Shortly after the 9th Circuit published its decision, the USDOL issued a January 5, 2018 press release that “clarified that going forward, the Department will conform to these appellate court rulings by using the same ‘primary beneficiary’ test that these courts use to determine whether interns are employees under the FLSA.”
Placements Affiliated With Educational Institutions
The agency’s decision to adopt the standard accepted by these circuit courts doesn’t necessarily make it easier to properly establish non-employee internships. However, it could arguably put both internal and external internships affiliated with educational programs in an even more favorable position than before.
Historically, if the alleged employer ran afoul of any one of the test factors (for example, by displacing workers as a result of the internship), then the student could argue that an employment relationship exists, which might allow them to prevail in a legal claim by relying upon the USDOL’s all-or-nothing approach. Under that test, since the organization received economic benefit from the intern’s work, the intern would almost certainly be classified as an employee.
But under the new test, the USDOL analyzes factors that are primarily influenced by the institution responsible for placing the intern. Accordingly, even where some of the factors point to an employment relationship, if they were not under the control or influence of the placing institution, there now appears to be a fair chance that a non-employee internship might be established.

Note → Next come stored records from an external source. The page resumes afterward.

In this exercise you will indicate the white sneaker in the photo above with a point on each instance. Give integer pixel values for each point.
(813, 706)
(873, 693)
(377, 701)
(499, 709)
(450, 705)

Time To Examine Your Placements
These developments are favorable to educational institutions and to any of your programs that require or otherwise promote student internships, whether students are placed internally or externally at some various entity. Still, you should be very deliberate and strategic in your actions when it comes to internships.
Decision-makers at your organization should consider the above factors along with similar tests under other laws. Also, in an effort to minimize the risk of a challenge, consult legal counsel before you determine what terms are to be mandatory for approval of an internship placement. While it may have seemed like a lost cause in some past instances, the USDOL’s new test means that you can aim to ensure that any (if not all) of the factors weigh in favor of achieving a laudable outcome for all parties affiliated with an internship program.